In your opinion, what are the biggest problems and greatest advantages of Serbian wines? What sets us apart and where does the future of Serbian winemaking lie?

The advantage of Serbian viticulture is the region – its geographical position, the composition of the land, the climatic influences and man. We have a lot of young people in the wine industry, which is excellent, but there is a lack of more serious state support that would enable them to gain professional training and attend seminars elsewhere in the world.

This period ahead of us is very important, crucial for further raising quality and expanding the area covered by vines. Let’s recall that at the end of the 1980s Serbia had about 100,000 hectares of vineyards, while today it has barely 25,000ha. State support is essential… The future is in indigenous varieties.

China and some other major markets are showing interest in Serbian wines, while some indications suggest that the Chinese market could “down” all Serbian wines? How do you position Serbian wine as a brand and what is your performance strategy? What potential does Serbian wine have on the European and world markets?

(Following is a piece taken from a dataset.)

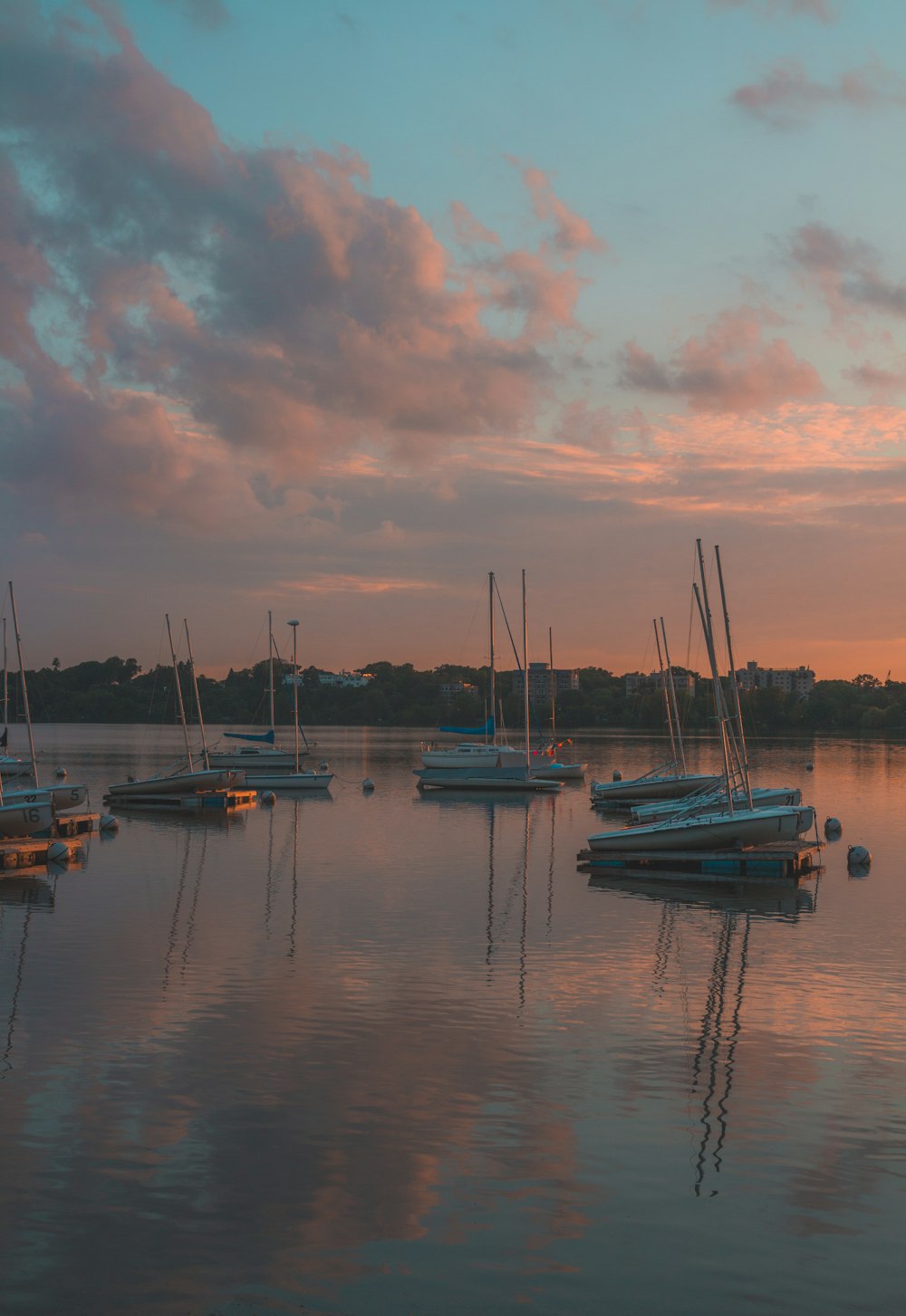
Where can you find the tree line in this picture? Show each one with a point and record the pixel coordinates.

The Chinese market is very large and all wine-producing countries are battling for it, including Serbia. I’m certain that our strategy shouldn’t be to sell large quantities of cheap wine to China. The strategy I would implement would be to introduce the Chinese market to our region, potential and quality, and when the first significant quantities of top, high-quality wines start to flow, they will be followed immediately by huge quantities of table wine. We have the potential and the product for both the Chinese and European markets, and for all other markets worldwide, and the Serbian Sommelier Association invests, and will continue to invest, all of its energy into promoting Serbia and Serbian wine.